The effort, dubbed “Daff-a-Dazzle” by the Ithaca Garden Club, began three years ago when the club brought forth a vision of blooming flowers lining the trail. The most recent planting was the third planting event, part of the five-year planting plan.
“The end product would be to make sure that we have flowering bulbs along the Waterfront Trail from beginning to end,” Ithaca City Forester Jeanne Grace said. “We’re focusing a lot at Cass Park right now, but there’s spaces we have to fill at Stewart Park as well.”
While the city is working with the Ithaca Garden Club to help organize the project, all the funding comes from the club directly. The recent purchasing of 50,000 bulbs cost around $15,000, most of which the club fundraised themselves.
The Garden Club also takes donations from the public, some of which were brought in by scannable QR codes placed around the trail.
The city’s goal in supporting this project is to brighten up the community, especially as the weather transitions from winter to spring.
“It’s so uplifting and cheerful after a long gray and cold winter to have all these bright, cheery yellow and orange flowers coming right out of the lawn,” Grace said.
The club chose daffodils for a number of reasons, including their reliable sprouting each season and the fact that deer, a common problem for flora in the area, don’t eat them.
The event lasted just over two hours and was attended by at least a dozen volunteers and club members, some of whom were Cornell University students working under the guidance of Prof. Bill Miller, integrative plant science.
Miller assisted with the planting of the bulbs through the use of a Dutch planting machine.
“This machine plants the bulbs under the grass,” Miller said. “It’s pulled along by a tractor and it cuts the sod, lifts the sod up and then the bulbs drugs under the ground. As the machine goes forward, the sod comes back down and it gets pressed into place by wheels in the back.”
The machine has successfully transformed a typically labor-intensive process into one that only requires people to reload bulbs into the bed.
Miller estimates that there are only a handful of these machines in America — his was a gift from a Dutch bulb export company that he has been working with for nearly 25 years.

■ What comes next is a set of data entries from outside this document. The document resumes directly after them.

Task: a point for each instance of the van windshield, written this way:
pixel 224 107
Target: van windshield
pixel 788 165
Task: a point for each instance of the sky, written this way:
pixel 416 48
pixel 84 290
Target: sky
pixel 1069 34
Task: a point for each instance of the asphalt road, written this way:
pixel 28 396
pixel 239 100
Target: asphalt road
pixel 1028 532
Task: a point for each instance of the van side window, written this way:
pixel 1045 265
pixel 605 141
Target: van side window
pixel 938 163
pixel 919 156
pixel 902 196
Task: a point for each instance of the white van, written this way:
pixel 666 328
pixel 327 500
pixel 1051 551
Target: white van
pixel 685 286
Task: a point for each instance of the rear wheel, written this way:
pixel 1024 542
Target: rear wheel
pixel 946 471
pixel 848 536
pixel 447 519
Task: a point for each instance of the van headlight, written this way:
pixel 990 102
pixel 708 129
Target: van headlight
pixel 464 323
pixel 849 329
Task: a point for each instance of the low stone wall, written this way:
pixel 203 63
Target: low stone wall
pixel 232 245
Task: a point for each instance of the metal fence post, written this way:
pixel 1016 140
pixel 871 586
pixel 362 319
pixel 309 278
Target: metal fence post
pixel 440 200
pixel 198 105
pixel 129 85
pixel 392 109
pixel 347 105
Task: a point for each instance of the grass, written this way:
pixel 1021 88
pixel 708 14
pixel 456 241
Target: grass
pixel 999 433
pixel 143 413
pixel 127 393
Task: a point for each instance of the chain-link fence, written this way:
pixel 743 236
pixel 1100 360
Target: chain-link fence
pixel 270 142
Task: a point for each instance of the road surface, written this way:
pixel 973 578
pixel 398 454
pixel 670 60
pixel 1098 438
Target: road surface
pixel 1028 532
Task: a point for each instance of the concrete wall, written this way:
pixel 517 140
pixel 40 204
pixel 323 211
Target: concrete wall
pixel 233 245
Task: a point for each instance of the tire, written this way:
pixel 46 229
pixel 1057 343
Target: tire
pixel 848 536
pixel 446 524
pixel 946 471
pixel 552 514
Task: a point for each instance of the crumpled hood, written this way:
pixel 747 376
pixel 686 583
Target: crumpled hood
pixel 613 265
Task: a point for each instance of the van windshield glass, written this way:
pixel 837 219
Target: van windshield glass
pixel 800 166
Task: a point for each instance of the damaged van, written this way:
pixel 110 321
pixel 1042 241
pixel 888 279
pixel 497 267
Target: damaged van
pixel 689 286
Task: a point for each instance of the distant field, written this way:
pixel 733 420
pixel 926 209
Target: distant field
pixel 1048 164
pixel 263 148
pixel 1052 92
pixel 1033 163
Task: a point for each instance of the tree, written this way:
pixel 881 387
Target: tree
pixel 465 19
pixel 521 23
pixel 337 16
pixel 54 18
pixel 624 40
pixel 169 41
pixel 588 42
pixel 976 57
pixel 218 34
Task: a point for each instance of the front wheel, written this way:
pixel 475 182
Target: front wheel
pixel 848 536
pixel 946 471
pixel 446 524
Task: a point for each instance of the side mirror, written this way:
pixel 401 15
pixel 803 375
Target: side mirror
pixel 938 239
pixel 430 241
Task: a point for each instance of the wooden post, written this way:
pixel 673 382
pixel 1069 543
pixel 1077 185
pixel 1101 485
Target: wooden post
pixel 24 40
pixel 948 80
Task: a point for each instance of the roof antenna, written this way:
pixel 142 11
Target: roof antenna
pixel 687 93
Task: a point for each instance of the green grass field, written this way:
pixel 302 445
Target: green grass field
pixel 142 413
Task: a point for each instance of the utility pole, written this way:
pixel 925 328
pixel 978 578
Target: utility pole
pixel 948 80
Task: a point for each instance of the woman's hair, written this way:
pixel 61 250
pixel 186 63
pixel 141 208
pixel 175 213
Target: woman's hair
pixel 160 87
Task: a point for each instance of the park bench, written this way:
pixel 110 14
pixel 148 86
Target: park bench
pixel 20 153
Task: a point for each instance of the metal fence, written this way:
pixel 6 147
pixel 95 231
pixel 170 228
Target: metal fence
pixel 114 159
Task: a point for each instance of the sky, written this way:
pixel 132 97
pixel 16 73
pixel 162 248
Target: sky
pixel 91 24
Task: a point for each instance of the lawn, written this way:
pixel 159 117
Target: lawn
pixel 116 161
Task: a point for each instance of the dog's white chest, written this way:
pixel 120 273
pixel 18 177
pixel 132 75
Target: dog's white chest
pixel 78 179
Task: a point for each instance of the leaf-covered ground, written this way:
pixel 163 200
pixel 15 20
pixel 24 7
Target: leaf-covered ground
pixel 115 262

Miller was a graduate student at Cornell during the ‘80s and returned to work at Cornell as a professor.
“I got my research program going when I came here again, in 1998, and that was a program involving flower bulbs,” Miller said. “We just stopped it this summer after 24 years, but we have been working with the Dutch flower bulb export industry on flower bulb usage in North America and Canada, mostly for greenhouse production.”
And six years ago, the company sent him the bulb planting machine, which has proven to be extremely beneficial to the Ithaca community. Miller plans to continue using his machine for community-based projects.
“The city is looking to raise money and I think the garden club wants to raise money, and you know, we can keep doing this,” Miller said. “There’s all kinds of ways to get involved.”